Urban chickens
get another year to roost
By HEATHER MCLAUGHLIN
26 Apr 2012 03:10AM
A Fredericton woman
whose one-year experiment with urban chicken-keeping hasn’t ruffled any
feathers amongst her neighbours has received a one-year temporary use variance
to continue keeping three hens for a second year.
Hazel Richardson
said Wednesday she was pleased to hear the city’s planning department will lay
out a definitive process to allow other urbanites to keep backyard hens in
residential zones as part of a review of the city’s umbrella zoning bylaw.
The planning
advisory committee a year ago approved pilot projects, one on either side of
the St. John River, and neither experiment appears to have caused alarm.
Initially,
residents expressed concerns to the committee about the notion of allowing
chickens to be kept in backyard pens for home egg production. Those fears
ranged from the possibilities of odour and noise to disease transmission and
threats from predators.
“They are going to
look into how the bylaw is going to be changed, so you know what size of
property, the distance from neighbouring properties and that kind of thing,”

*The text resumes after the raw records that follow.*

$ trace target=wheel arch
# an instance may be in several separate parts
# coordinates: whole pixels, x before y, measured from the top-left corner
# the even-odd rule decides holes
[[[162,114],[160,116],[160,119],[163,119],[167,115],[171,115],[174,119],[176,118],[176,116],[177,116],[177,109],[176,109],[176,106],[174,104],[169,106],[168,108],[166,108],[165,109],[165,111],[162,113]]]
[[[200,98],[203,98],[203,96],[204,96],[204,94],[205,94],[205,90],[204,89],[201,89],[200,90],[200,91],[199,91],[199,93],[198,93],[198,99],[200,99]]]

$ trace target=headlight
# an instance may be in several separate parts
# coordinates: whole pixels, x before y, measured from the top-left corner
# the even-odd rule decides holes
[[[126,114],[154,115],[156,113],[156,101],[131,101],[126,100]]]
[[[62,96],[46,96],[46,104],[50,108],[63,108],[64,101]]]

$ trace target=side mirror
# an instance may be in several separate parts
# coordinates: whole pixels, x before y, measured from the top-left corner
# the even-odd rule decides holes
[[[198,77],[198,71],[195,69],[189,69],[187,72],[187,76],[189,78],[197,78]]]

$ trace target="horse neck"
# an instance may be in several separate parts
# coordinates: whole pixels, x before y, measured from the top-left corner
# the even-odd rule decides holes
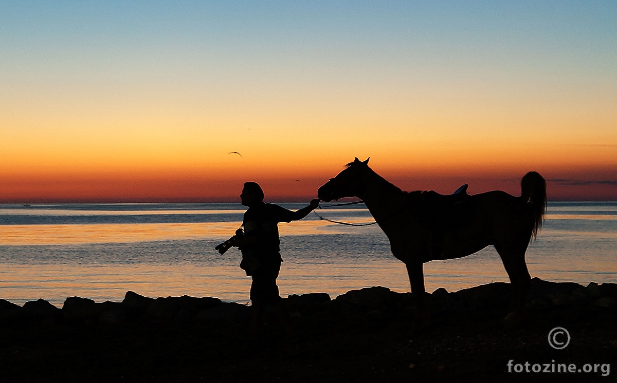
[[[358,196],[380,226],[404,206],[404,192],[372,170],[363,173],[362,182],[364,193]]]

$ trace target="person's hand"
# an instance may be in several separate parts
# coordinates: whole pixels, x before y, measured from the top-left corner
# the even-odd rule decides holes
[[[311,200],[311,201],[310,201],[310,207],[313,208],[313,210],[315,210],[315,209],[317,209],[317,206],[319,206],[319,201],[321,201],[321,200],[319,198],[315,198],[315,200]]]

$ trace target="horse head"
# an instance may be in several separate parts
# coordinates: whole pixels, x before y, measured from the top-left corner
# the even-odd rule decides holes
[[[364,191],[360,177],[362,172],[368,169],[368,159],[361,161],[356,157],[354,162],[346,165],[346,169],[334,178],[326,182],[317,190],[317,196],[321,201],[330,202],[343,197],[358,197]]]

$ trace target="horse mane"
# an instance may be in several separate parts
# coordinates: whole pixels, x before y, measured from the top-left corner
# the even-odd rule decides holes
[[[408,191],[405,191],[402,190],[399,187],[396,186],[395,185],[393,184],[390,181],[386,180],[385,178],[384,178],[384,177],[381,177],[381,175],[379,175],[379,174],[378,174],[375,172],[375,171],[374,171],[372,169],[371,169],[370,167],[369,167],[368,165],[367,165],[367,164],[366,164],[365,163],[357,163],[357,162],[350,162],[349,164],[345,165],[345,167],[350,167],[350,166],[362,166],[363,167],[365,167],[366,169],[370,171],[370,172],[374,175],[374,176],[377,179],[377,180],[386,189],[387,191],[390,192],[390,193],[394,193],[394,194],[402,195],[404,195],[405,196],[407,196],[407,195],[409,194]],[[413,193],[415,193],[415,192],[414,191]]]

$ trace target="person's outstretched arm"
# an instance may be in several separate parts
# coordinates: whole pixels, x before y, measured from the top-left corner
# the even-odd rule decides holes
[[[308,206],[293,212],[292,220],[297,221],[308,215],[308,213],[315,210],[319,206],[319,198],[312,200]]]

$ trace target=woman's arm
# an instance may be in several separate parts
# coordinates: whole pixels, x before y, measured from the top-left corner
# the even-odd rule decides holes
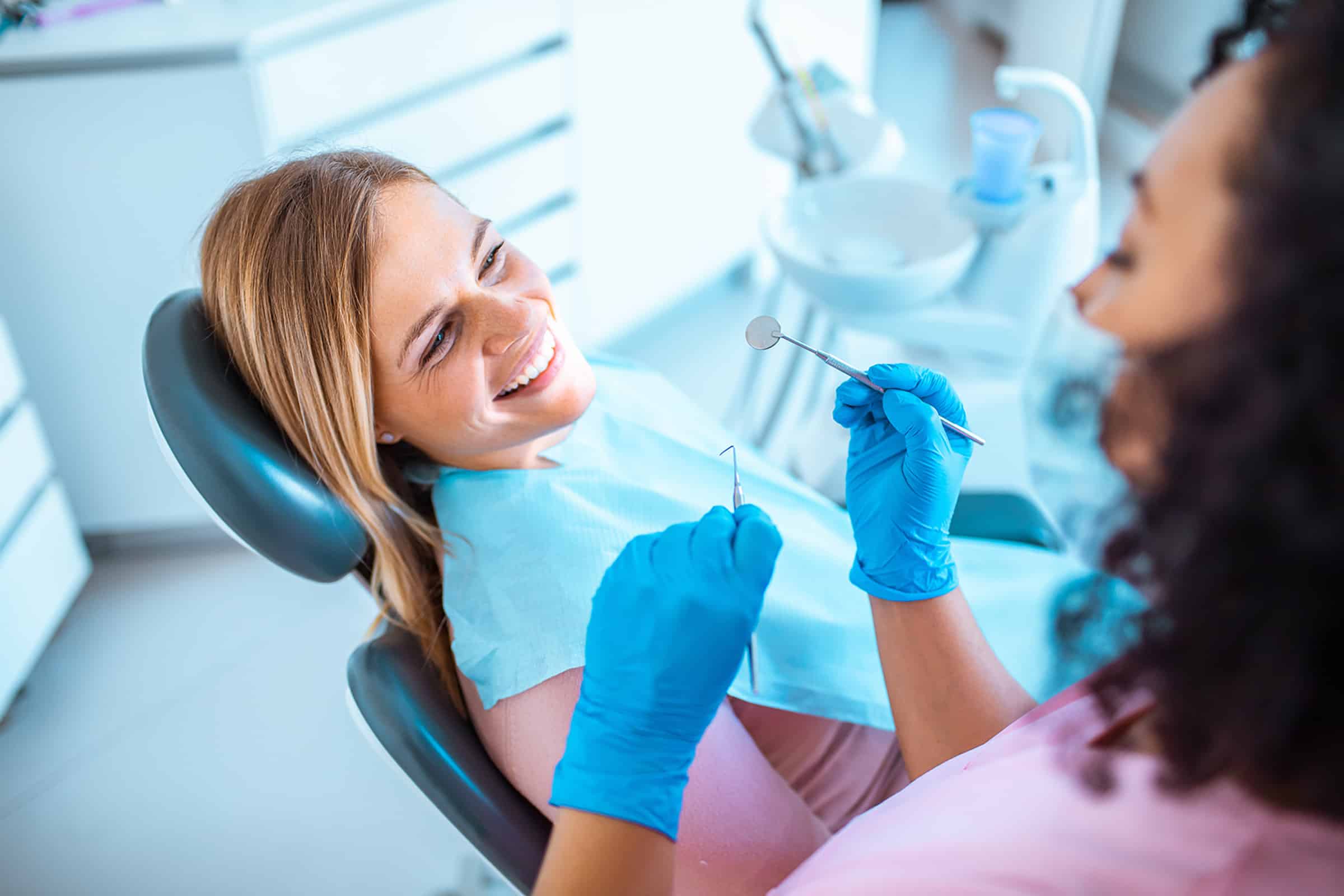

Richardson said. “The city have been very good to work with. They’ve been very
clear and transparent. I set out to do the pilot to show whether there would be
issues and there haven’t been any reported.”
Richardson, who
lives at the lower end of Hanwell Road, built a backyard chicken coop and
screened it with lattice at the request of her immediate neighbour. Other
nearby residents were surprised to learn that Richardson and her family are
scrupulous about the removal of chicken manure, distributing it to gardeners
who take away quantities for composting, while they also retain small amounts
of the chicken waste for their own garden composter.
The city’s planning
department confirmed Richardson’s experiment has gone well over the past year.
“There have been no
complaints from the neighbours regarding any of the initial concerns for having
a backyard hen operation in a residential zone ... Many neighboring residents
did not even know that she kept hens in her backyard until The Daily Gleaner
published an article about it,” said a report handed to the committee Wednesday
evening at its meeting.
The northside
hen-keeping operation is ending of its own accord as the property owner in that
case is moving to a more rural setting.